Posts: 19
Threads: 2
Joined: Apr 2024
Apr-03-2024, 12:42 PM
(This post was last modified: Apr-09-2024, 09:04 AM by slain.)
Hello,
I'm quite new to Python, and trying to get a working transcriber with Streamlit and HuggingFace models.
I have an hardware constraint, my script must work on a 4GB Nvidia GPU...
Here is the code at this moment:
## Imports ##
import torch
import io
import streamlit as st
from pathlib import Path
from tempfile import NamedTemporaryFile
from transformers import AutoModelForCTC, Wav2Vec2ProcessorWithLM
import nemo.collections.asr as nemo_asr
import torchaudio
## Initialization ##
device = torch.device("cuda:0" if torch.cuda.is_available() else "cpu")
model_name = "bofenghuang/stt_fr_fastconformer_hybrid_large"
asr_model = nemo_asr.models.ASRModel.from_pretrained(model_name=model_name)
## Display ##
st.title("Transcribe audio to text")
col1, col2 = st.columns(2)
audio_source=st.sidebar.file_uploader(label="Choose file", type=["wav","m4a","mp3","wma"])
## Variables ##
suffix = ""
predicted_text = ""
## Processing ##
if audio_source is not None:
suffix = Path(audio_source.name).suffix
col1.write("Starting process")
with NamedTemporaryFile(suffix=suffix) as temp_file:
temp_file.write(audio_source.getvalue())
temp_file.seek(0)
predicted_text = asr_model.transcribe(temp_file)
col2.write("Transcribed text :")
col2.write(predicted_text)
st.sidebar.download_button(label="Download text", data=predicted_text, file_name="transcript.txt",mime="text/plain") Getting this by a temporary file gives me this error :
TypeError: object of type '_TemporaryFileWrapper' has no len() I guess I should convert my audio content to another type, but I don't know to which type I should convert, how I should convert it, and how I'll get the contents with the new type.

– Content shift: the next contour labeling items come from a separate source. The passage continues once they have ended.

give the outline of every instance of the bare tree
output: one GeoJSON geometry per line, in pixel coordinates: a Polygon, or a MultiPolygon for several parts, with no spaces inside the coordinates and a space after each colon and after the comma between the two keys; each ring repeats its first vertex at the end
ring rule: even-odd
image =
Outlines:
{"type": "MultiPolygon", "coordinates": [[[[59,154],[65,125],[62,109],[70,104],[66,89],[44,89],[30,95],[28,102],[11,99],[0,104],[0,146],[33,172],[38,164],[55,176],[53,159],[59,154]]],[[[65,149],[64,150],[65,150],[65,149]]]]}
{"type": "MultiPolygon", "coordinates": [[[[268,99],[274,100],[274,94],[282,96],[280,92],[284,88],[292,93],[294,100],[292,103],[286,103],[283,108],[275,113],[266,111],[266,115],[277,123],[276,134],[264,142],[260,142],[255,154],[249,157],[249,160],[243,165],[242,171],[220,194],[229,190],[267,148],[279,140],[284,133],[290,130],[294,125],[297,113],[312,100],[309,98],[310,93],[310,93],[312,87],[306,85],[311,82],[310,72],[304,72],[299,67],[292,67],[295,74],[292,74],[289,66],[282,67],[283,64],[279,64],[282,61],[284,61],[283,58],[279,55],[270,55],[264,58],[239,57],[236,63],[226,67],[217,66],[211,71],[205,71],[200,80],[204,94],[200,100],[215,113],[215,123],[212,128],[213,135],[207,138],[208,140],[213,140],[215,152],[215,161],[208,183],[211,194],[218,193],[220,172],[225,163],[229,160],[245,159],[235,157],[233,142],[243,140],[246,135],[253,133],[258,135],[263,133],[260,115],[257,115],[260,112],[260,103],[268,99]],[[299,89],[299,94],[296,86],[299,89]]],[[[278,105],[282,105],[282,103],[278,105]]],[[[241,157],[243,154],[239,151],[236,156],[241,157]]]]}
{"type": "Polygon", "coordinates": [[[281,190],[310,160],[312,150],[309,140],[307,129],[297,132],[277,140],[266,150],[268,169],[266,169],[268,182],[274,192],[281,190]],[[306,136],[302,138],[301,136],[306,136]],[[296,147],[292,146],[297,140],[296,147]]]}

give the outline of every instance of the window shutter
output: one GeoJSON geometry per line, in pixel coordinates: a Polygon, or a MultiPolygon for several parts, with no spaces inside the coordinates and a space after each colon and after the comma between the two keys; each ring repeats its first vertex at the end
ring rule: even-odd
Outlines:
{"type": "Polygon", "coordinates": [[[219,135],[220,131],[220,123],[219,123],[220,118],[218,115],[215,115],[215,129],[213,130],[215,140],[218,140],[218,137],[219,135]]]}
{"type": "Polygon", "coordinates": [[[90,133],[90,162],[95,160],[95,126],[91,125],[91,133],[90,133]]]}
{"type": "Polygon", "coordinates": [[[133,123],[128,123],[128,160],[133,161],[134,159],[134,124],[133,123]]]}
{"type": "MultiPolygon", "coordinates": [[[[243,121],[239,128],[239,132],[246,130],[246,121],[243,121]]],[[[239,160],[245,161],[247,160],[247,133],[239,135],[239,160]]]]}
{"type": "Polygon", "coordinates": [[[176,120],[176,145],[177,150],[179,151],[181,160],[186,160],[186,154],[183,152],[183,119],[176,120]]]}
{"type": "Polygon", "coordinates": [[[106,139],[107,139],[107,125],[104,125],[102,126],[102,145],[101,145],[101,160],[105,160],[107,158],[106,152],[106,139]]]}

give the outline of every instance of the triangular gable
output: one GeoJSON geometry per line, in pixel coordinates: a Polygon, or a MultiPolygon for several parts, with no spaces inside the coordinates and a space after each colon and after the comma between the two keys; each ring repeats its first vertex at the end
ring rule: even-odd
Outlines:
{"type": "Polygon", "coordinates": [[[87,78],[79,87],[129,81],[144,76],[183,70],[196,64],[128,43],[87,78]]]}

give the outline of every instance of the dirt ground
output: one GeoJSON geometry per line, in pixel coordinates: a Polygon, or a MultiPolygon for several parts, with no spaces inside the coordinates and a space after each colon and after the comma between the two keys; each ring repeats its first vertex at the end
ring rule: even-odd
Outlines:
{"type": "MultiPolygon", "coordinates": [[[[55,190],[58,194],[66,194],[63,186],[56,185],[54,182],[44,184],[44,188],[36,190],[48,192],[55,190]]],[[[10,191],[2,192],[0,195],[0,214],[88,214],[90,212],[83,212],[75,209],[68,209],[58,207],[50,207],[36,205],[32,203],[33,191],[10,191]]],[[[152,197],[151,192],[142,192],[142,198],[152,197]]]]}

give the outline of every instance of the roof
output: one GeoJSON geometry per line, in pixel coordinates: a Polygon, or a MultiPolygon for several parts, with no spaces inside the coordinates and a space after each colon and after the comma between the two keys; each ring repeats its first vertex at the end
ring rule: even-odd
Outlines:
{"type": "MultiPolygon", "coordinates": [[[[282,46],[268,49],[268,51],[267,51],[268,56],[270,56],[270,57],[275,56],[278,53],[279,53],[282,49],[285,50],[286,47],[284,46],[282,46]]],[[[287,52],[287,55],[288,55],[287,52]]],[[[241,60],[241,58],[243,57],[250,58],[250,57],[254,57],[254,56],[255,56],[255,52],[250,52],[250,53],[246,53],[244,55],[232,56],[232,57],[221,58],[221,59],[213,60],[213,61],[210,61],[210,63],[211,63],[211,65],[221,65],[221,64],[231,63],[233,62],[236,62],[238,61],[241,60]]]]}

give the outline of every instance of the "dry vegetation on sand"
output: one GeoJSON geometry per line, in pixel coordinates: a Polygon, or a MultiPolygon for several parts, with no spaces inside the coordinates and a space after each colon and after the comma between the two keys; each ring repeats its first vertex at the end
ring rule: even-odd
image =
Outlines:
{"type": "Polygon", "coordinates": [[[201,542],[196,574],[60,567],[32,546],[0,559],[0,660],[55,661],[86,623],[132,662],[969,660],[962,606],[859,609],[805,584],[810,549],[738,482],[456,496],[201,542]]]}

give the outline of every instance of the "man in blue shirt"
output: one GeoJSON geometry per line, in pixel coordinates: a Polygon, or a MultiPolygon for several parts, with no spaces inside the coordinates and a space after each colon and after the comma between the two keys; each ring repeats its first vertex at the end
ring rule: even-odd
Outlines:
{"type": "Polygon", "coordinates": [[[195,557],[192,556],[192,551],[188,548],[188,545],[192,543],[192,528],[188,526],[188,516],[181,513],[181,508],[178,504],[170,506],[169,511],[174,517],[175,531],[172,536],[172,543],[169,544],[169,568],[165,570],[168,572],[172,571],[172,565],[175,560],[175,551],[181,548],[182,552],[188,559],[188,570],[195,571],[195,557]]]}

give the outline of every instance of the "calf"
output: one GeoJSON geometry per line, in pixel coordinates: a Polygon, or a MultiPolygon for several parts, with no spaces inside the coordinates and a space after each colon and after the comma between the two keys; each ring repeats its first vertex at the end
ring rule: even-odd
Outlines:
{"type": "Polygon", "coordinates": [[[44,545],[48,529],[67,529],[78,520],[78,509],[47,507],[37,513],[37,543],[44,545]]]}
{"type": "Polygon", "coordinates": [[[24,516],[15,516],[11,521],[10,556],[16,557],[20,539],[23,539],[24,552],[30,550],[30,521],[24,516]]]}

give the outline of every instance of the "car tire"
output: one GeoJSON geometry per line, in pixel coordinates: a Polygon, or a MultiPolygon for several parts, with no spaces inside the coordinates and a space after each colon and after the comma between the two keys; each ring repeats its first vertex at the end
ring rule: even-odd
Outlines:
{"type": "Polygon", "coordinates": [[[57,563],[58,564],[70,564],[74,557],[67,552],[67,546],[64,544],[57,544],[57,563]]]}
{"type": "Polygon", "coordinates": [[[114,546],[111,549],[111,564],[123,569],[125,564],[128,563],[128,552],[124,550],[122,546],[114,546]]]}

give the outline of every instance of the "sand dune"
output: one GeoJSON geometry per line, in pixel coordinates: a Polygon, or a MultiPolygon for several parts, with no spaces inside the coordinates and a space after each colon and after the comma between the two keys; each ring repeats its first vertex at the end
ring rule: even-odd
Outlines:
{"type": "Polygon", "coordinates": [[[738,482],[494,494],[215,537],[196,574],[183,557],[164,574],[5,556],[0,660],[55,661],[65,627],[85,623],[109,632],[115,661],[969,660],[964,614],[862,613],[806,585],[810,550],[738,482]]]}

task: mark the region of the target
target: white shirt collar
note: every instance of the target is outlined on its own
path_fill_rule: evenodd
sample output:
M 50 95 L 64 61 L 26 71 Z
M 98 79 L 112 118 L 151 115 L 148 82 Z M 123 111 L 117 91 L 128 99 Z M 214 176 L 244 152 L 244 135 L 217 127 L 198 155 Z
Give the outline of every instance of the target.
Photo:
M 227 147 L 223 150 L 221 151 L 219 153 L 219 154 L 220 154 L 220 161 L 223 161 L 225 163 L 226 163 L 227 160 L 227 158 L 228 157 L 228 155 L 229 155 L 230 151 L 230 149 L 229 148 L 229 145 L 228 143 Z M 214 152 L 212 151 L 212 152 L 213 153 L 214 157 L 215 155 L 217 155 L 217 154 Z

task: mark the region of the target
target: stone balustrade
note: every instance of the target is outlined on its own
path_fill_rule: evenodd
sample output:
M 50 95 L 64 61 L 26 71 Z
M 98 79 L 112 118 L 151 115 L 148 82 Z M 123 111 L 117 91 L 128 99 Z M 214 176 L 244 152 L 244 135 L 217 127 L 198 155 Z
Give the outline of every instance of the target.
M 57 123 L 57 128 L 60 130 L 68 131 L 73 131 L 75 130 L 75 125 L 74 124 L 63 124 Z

Does anyone has an idea what I miss?
Thank you
Posts: 6,250
Threads: 16
Joined: Feb 2020
Apr-03-2024, 01:01 PM
(This post was last modified: Apr-03-2024, 01:09 PM by deanhystad.)
Please post entire error message including traceback.
Posts: 19
Threads: 2
Joined: Apr 2024
Apr-03-2024, 01:13 PM
(This post was last modified: Apr-03-2024, 01:13 PM by slain.)
I tried some changes in my code, the traceback changed :
FileNotFoundError: [Errno 2] No such file or directory: '/tmp/tmppvkyb7kx'
Traceback:
File "/home/ild/miniconda3/envs/transcript/lib/python3.10/site-packages/streamlit/runtime/scriptrunner/script_runner.py", line 542, in _run_script
exec(code, module.__dict__)
File "/home/ild/secrétaire.py", line 14, in <module>
asr_model = nemo_asr.models.ASRModel.from_pretrained(model_name=model_name)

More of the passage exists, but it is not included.